シマリスは、イヌやネコのように人と一緒に暮らしてきた歴史があるわけではなく、どちらかといえば野生動物に近いペットです。また、インコやオウムのように人に慣れるペットは群れを形成する習性があるのに対し、シマリスは単独で生活しているため人に依存することも基本的にはありません。しかし、幼少期から人と共に生活していく中で信頼関係を築くことができれば、むやみに噛みつくこともなく、シマリスのほうから手に乗ってきてくれるなどなついてくれることもあります。ただ、そういった関係性を築くことができているにもかかわらず、なんの理由もなく狂暴化する時期、いわゆる「タイガー期」に突入してしまうことがあります。今回は、「タイガー期」に入って困惑した飼い主さまに対するアドバイスの一助として、突然狂暴化するシマリスの習性と、その際の接し方について解説します。
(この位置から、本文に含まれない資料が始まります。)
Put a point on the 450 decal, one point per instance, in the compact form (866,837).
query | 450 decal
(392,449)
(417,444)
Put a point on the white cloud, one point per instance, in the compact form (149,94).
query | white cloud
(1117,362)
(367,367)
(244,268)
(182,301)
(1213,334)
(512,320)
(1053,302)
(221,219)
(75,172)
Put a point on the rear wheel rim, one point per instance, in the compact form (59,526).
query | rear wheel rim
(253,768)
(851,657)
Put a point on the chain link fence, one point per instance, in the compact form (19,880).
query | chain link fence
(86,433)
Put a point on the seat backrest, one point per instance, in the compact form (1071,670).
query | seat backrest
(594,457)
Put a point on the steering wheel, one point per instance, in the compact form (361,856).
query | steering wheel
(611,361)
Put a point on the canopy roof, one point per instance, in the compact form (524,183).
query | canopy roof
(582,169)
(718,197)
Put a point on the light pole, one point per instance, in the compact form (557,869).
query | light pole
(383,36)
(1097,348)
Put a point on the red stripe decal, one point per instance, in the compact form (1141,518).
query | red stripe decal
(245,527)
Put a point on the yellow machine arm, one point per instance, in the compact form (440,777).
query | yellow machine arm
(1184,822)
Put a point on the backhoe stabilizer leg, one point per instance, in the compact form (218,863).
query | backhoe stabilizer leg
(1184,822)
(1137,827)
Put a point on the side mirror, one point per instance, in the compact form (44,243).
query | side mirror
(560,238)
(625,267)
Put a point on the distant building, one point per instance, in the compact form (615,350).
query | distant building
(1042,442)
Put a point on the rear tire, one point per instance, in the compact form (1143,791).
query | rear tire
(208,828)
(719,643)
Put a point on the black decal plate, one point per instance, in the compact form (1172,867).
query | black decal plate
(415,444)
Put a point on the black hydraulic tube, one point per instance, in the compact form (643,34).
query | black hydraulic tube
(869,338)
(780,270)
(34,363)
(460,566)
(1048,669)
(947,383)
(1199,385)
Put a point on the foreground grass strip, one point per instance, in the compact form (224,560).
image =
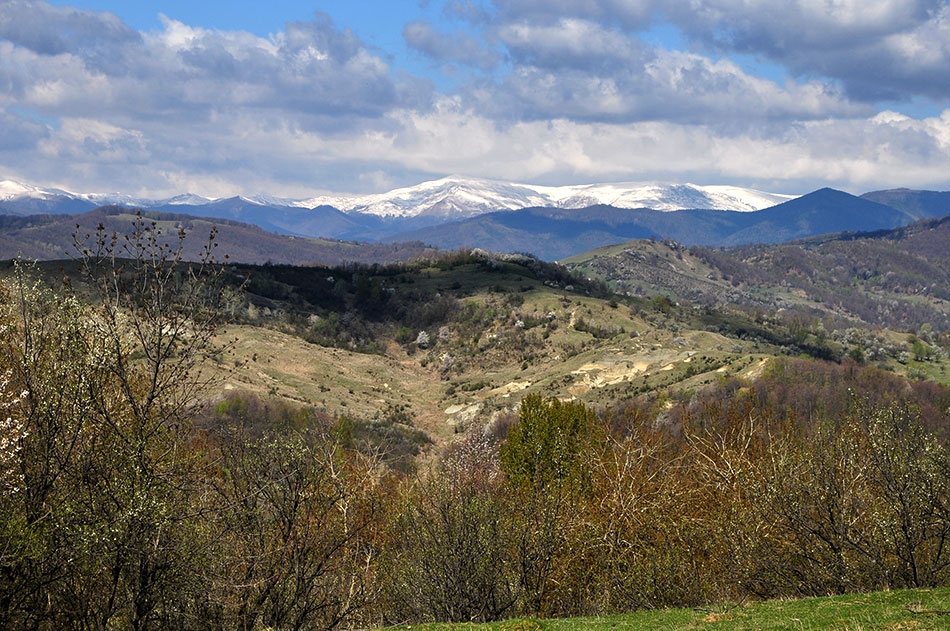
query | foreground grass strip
(899,610)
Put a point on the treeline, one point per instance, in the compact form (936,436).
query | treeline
(120,510)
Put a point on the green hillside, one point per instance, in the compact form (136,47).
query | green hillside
(921,609)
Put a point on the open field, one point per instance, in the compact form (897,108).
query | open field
(900,610)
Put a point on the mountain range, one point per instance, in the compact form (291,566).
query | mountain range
(548,222)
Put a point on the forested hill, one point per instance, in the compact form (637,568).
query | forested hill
(50,237)
(896,278)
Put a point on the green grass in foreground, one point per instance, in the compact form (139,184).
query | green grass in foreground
(902,610)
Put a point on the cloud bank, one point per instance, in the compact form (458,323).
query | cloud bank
(553,91)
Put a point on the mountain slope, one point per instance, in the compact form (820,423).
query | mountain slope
(553,233)
(896,278)
(459,197)
(917,204)
(50,237)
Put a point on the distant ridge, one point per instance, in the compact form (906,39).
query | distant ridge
(50,237)
(552,233)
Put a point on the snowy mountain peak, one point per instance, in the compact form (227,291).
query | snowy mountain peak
(457,196)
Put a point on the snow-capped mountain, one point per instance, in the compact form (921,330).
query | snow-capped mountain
(450,197)
(457,197)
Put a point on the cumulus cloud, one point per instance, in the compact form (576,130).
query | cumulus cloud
(881,50)
(311,68)
(458,48)
(561,91)
(631,14)
(579,69)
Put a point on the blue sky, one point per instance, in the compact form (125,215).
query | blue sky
(294,98)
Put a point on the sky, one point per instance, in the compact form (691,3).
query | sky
(293,99)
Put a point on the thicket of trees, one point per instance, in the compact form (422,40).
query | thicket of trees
(118,511)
「タイガー期」は冬眠前の秋ごろに貯蔵した餌を守るための行動
シマリスは、冬眠に備えて秋頃に越冬できるだけの餌を確保する習性があります。縄張り意識も強く、単独生活しているシマリスにとって貯蔵した餌や巣に近づく動物は、自分の命を脅かす存在でしかありません。また、冬眠をしないタイワンリスやキタリスではタイガー期が見られないことから、秋頃に突然狂暴化する理由は冬眠前に貯蔵した餌を守る、ひいては自分の命を守るための攻撃行動だと考えられます。
「タイガー期」の症状と接し方
タイガー期の症状にはいくつかありますが、一般的なものとしては、声を出したり飛びかかってきたりする威嚇行動、飼い主さまの手などへの噛みつき行動が挙げられます。狂暴化してしまったら、なだめようと余計に接するのは逆効果です。最低限のお世話のみにとどめ、接触を避けるのが一番。秋に始まる攻撃性も春になると急におさまり、もとの人に慣れた状態に戻ることがほとんどです。
まとめ
これまで注いできた愛情ゆえに、突然の狂暴化は裏切られたようで飼い主さまにとってショックかもしれません。獣医師としては、飼い主さまの心情を察しつつも、シマリスの心情にも思いを寄せる必要があります。シマリスにとっても、この時期は強いストレスを感じるがゆえの攻撃であるため、好きで噛みついているわけではありません。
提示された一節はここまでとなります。